Therapy helped. As did exploring other options. He bartended, worked in a wood and metal shop, traveled through Scandinavia, and spent time at a yoga retreat. Ultimately, he moved to Colorado with his then-girlfriend. They broke up. She moved back to LA, and he decided to stay in Boulder, far away from the Hollywood scene.
“I feel like what I’ve gone through in my life is akin to a midlife crisis,” he says. “I had a 20-year career by the time I was 30. And so it’s not like a quarter-life crisis where that’s typically more like, ‘I just got out of college and I don’t know who I want to be.’ This was like, ‘Oh, I’m 25, 30, and I already have this identity that I’m so wrapped up in, I have to tear it apart to understand if it’s who I truly am or just what I know.’”
Colorado is for lovers
When we talk on the phone, Baker is in the In-N-Out parking lot by LAX ordering a No. 1 with cheese (no onions, no tomatoes) and about to head home to Colorado after reuniting with his Even Stevens and Campus Confidential co-star, Christy Carlson Romano, for an episode of her YouTube show.
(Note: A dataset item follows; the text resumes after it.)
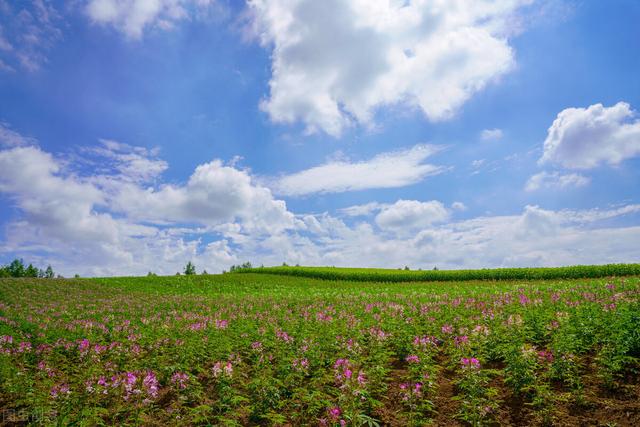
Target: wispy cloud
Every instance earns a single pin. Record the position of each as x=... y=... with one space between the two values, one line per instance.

But most days you can find Baker in Boulder, fulfilling his Johnny Tsunami destiny of bringing joy to a snow-loving town full of white people.
“I get recognized all the time in Colorado, maybe just because I’m a brown guy and I stick out,” he says. “There’s been times where strangers are like, ‘Come over for dinner,’ or girls are like, ‘Hey, come back to my place.’ Or it’s, like, three frat guys who won’t stop yelling ‘Pono!‘ across the bar.”
There, he’s embarked on a new career as a wedding officiant with Simply Eloped, marrying couples locally in intimate ceremonies that are often “just two people proclaiming their love and commitment to each other up on a mountain.” (While he can’t guarantee availability, fans can request him specifically.)
He’s also in a serious relationship of his own with a woman named Karyn, who he asked out after having an ayahuasca-induced vision that there would be “a deep and vast love” between them. “I’m a pretty big believer in plant medicines,” he says. “She’s beautiful and brilliant and I love her. It’s the best relationship I’ve ever been in.”
Of course, it’s not unthinkable that Disney could come calling with a Johnny Tsunami reboot idea (à la Lizzie McGuire) soon. And Baker isn’t opposed.
“The longer I’m away from the acting, the more I’m glad I don’t do it,” he says. “But when people are like, ‘I grew up with your movie, and I’m loving watching it with my kid now,’ that’s where it’s just like, dude, that’s super cool. If there’s one role that has always felt aligned with who I am, it’s Johnny Tsunami.”